Безмятежно журчал фонтан. Из рогов сатиров, из уст и корзинок разных богов и богинь извергались прозрачные струи, преломлялись в солнечном свете маленькими радугами и, рассыпаясь сияющими брызгами, падали наземь.
Сердце у Пиппы сжалось так, словно на целую минуту вовсе перестало биться. Ладони покрылись холодным потом. В горле пересохло, живот налился свинцом. Деклан в свои тринадцать казался Пиппе образцом мужской красоты. Теперь она перевела взгляд на Франческу, пытаясь понять, что увидел Деклан в ее подруге. Личико сердечком, тонкие аккуратные черты, точеный носик. Очень стройная – даже для девочки на пороге взросления – и более изящная, чем ждешь от ребенка. Ярко-рыжие волосы, выразительные глаза цвета моря в ненастный день. Скорее серые, но с отсветами зелени и голубизны.

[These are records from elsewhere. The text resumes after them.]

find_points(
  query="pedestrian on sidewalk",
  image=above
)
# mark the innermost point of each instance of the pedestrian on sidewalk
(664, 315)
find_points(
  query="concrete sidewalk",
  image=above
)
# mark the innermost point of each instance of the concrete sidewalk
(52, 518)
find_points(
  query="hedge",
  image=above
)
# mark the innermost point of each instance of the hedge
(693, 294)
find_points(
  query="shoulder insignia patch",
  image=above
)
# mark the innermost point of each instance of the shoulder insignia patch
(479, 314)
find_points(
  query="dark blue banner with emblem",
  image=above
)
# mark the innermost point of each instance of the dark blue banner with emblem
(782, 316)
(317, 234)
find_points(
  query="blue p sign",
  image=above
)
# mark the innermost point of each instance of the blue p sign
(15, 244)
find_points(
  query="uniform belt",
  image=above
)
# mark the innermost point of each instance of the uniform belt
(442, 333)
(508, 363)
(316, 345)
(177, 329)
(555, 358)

А Пиппа? Скучные белобрысые волосы, круглое лицо – признак детства и хорошего аппетита. Мама говорит, что ее красота в изумрудно-зеленых глазах. Тех, что теперь горели невыплаканными слезами, и горло сжималось от боли, не дающей ни вздохнуть, ни сглотнуть.

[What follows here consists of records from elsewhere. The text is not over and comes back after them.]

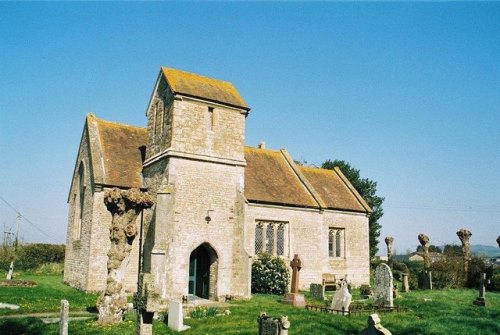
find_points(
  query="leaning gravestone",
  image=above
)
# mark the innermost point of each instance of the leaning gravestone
(175, 316)
(11, 271)
(63, 322)
(374, 327)
(273, 326)
(383, 285)
(316, 291)
(342, 299)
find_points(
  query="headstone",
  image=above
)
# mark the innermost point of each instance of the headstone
(406, 286)
(175, 316)
(374, 327)
(342, 299)
(63, 322)
(316, 291)
(294, 297)
(11, 271)
(464, 236)
(383, 285)
(481, 301)
(389, 240)
(273, 326)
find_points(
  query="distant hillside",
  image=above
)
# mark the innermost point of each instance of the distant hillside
(486, 250)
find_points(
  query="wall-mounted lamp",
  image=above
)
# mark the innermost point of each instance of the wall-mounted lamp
(208, 218)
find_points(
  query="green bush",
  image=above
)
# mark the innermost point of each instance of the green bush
(269, 275)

Неужто Деклан – ее Деклан – в самом деле влюблен во Франческу Кавендиш, ее лучшую подругу?
Как это возможно? Неужели судьба так к ней жестока? Может ли в целом свете найтись что-то страшнее этой раздирающей боли?
Нет, ответила себе Пиппа. Ничего ужаснее этой муки нет и быть не может.

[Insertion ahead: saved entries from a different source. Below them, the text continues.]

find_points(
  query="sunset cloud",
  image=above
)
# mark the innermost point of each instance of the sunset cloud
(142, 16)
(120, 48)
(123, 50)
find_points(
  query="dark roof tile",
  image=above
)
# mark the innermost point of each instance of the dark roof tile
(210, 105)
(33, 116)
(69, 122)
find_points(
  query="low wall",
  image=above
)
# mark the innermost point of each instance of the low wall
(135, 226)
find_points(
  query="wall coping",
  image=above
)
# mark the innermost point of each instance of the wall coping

Как же он не понимает? Ведь они, Деклан и Пиппа, предназначены друг для друга!
Франческа не подходила близко к фонтану – боялась замочить свои изящные туфельки; а Пиппа не раз стояла здесь на коленях бок-о-бок с Декланом, погружая руки по локоть в грязь, чтобы помочь ему скорее закончить работу и пойти играть. Если Деклан мрачнел, Пиппа запускала в него комком сырого мха – и они принимались бросаться друг в друга грязью, смеясь и визжа от восторга, беззаботные и счастливые.
Франческа ни за что не станет бросаться грязью! Ей и нельзя – она ведь будущая леди.
А вот Пиппе не нужно становиться леди. Она станет женщиной. Его женщиной, Деклана. Так она решила давным-давно – и так и будет, что бы там ни говорили родители! Не бывает, просто не бывает на свете, чтобы такая любовь осталась безответной и ненужной!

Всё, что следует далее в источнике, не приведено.